Agnieszka Duczmal studied conducting at the State College of Music in Poznań under Witold Krzemiński. She began working as a conducting assistant at the State Philharmonic in Poznań and as a conductor at the Poznań Opera. Duczmal won the First Polish Competition for Conductors in Katowice in 1970 and was the first woman conductor to perform in the famous La Scala Teatre in Milan. Ms Duczmal founded the Amadeus Chamber Orchestra of the Polish Radio and serves exclusively as its conductor and art director. The ensemble, which takes great pride in promoting young talent, has recorded over 8000 minutes of music for Polish Radio and Television, WDR, NDR, and the BBC, as well as French and Mexican Television. In 1982, she received 'La donna del mondo' award presented by the International Culture Centre Saint Vincent in Rome under the auspices of UNESCO and the president of Italy for outstanding achievement in the domain of culture, science and social activities.

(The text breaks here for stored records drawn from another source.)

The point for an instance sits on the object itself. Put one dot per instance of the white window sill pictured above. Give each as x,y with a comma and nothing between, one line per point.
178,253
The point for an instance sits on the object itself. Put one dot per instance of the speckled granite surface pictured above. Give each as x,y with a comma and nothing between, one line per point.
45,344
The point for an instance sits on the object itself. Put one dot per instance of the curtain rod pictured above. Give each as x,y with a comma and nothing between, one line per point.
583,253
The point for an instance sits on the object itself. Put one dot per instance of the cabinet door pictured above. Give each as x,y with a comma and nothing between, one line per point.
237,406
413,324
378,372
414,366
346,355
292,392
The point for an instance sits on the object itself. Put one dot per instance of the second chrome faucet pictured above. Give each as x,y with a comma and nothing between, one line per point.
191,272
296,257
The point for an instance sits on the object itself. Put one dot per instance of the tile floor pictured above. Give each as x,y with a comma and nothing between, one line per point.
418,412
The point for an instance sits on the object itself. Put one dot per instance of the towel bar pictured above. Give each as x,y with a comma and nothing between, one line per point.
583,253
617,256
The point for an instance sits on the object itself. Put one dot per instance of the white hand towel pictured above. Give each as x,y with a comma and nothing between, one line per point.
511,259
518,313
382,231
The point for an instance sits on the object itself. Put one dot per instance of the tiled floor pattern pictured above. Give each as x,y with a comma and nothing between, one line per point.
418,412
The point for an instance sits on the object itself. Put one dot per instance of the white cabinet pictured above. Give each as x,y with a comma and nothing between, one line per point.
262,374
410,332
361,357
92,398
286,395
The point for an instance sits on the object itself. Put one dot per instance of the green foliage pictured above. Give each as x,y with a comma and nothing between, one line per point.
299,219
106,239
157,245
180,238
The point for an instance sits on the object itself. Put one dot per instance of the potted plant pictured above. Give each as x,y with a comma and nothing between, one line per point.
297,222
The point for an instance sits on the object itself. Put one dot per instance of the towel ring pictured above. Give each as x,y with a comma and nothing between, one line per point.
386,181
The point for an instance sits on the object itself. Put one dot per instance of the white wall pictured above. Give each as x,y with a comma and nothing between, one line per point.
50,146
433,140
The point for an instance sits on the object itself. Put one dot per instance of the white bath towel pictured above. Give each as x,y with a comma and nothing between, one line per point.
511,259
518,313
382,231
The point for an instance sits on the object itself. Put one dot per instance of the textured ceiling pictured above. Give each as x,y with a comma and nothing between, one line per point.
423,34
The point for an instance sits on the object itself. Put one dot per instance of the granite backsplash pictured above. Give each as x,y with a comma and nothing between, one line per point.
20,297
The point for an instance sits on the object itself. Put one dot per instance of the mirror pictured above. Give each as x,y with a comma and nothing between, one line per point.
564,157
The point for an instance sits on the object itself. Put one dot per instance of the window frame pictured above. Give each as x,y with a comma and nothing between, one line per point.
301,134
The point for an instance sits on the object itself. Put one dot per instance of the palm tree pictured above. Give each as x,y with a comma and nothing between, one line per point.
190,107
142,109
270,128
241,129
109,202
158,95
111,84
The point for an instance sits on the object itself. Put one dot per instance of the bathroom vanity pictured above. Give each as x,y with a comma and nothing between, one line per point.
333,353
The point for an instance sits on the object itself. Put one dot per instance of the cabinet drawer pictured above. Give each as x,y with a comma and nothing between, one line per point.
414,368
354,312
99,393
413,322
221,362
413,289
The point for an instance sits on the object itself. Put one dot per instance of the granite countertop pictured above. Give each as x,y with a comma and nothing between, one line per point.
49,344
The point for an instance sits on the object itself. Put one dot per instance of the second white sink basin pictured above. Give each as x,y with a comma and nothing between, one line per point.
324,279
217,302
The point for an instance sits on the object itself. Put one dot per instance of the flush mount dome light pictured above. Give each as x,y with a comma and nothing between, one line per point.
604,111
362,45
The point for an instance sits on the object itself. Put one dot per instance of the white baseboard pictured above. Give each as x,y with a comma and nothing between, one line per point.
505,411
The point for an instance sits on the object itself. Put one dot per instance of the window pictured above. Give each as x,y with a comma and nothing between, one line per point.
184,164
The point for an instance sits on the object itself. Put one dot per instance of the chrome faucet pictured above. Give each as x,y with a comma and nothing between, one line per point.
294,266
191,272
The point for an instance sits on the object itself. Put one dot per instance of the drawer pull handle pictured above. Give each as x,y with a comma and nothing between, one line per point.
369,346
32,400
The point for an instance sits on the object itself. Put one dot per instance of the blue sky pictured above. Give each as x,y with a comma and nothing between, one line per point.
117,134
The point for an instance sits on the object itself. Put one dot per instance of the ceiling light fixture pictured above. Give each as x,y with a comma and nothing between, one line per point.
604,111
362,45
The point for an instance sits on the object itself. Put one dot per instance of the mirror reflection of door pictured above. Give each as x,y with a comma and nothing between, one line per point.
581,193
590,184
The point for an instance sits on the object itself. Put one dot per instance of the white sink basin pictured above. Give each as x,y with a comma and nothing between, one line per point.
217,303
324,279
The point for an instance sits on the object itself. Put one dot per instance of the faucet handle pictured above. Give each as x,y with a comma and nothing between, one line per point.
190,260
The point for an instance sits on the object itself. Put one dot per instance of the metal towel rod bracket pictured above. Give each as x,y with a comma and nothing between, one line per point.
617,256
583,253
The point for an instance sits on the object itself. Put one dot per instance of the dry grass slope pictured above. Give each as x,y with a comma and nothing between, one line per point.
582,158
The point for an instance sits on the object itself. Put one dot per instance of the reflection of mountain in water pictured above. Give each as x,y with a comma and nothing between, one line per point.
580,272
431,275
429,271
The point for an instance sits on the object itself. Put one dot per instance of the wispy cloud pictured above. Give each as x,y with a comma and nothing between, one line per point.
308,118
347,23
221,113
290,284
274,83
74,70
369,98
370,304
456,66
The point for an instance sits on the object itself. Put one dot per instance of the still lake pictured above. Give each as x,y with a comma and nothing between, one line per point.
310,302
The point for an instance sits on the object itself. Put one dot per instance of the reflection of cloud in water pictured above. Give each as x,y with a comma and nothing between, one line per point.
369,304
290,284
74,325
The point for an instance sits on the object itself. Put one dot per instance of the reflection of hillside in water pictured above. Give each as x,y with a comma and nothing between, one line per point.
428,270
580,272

Krzysztof Jakowicz is a violinist and pedagogue born on September 30, 1939, in Palmiry. After graduating from the High School of Music in Wrocław, he studied violin under Tadeusz Wroński at the Fryderyk Chopin University of Music. He then continued his studies at Indiana University in Bloomington in the United States, with Josef Gingold and Janos Starker. His first successes came in 1959 when he won first prize in the Eugène Ysaÿe International Competition and the third prize at the International Youth Festival in Vienna. In 1962 he was awarded third prize and a special prize at the 4th International Henryk Wieniawski Violin Competition in Poznań. In 1970 Jakowicz received a special prize at George Enescu Festival in Bucharest. Since 1966, Jakowicz has taught at the Fryderyk Chopin University of Music. He is also a visiting scholar at SOAI University in Osaka in Japan and a lecturer in France, Austria, and Japan. He is a laureate of the Ministry of Culture and National Heritage Prize of the First and the Second Degree for the promotion of Polish Culture abroad and has received praise from the Polish Composers' Union for the numerous performances of Polish contemporary music. He was also awarded the Golden Cross of Merit. He performs on a violin made by the Italian luthier Paolo Albani in 1698.
Gioachino Rossini composed the opera, Semiramide, to a libretto by Gaetano Rossi based on Voltaire's Semiramis. The opera premiered in Venice on February 3, 1823. Semiramide was Rossini’s last triumph in Italy before he moved to Paris in 1824. Though the overture is performed regularly, the opera disappeared from the stage for several decades until two isolated revivals, the first at La Scala in 1962 and then at the Metropolitan Opera in 1990. The story is a drama, in which the Queen of Babylon murders her husband for the love of a young general. The general is subsequently identified as her own son and she ultimately saves his life by sacrificing her own.
Philip Gossett’s wrote in The New Grove Dictionary of Music and Musicians, that “No composer in the first half of the nineteenth century enjoyed the measure of prestige, wealth, popular acclaim, or artistic influence that belonged to Rossini.” He was a contemporary of Beethoven and Schubert, as well as the young Mendelssohn and Berlioz, and lived into the era of Wagner and Brahms. Born less than three months after the death of Mozart, Rossini wrote, “He was the wonder of my youth, the despair of my maturity, and he is the consolation of my old age.”
As early as 1838, Felix Mendelssohn had intended to write a concerto for French violin virtuoso Ferdinand David, concertmaster of the Leipzig Gewandhaus Orchestra of which Mendelssohn was named conductor and director in 1835. David and Mendelssohn had been friends since 1825. When Mendelssohn founded the Leipzig Conservatory in 1843, one of the first faculty appointments he made was David. The Violin Concerto in E minor is not only dedicated to David but was premiered by the artist in Leipzig in 1845. During the writing process, Mendelssohn corresponded extensively with the violinist working through aspects of technique and questions of balance. Thus, Mendelssohn’s Concerto became the first in a distinguished series of violin concertos written by pianist-composers with the assistance of renowned violinists. This role was famously taken up a generation later by Joseph Joachim and Brahms. Mendelssohn expert, Larry Todd, observed that the composer "came to regard the concerto more and more as a serious art form… in an age when variation and concerto form all too often were represented by fatuous examples of mass-produced virtuosity." In the modern violin repertoire, the piece is considered a major work among the brilliant concertos of Brahms, Beethoven and Tchaikovsky.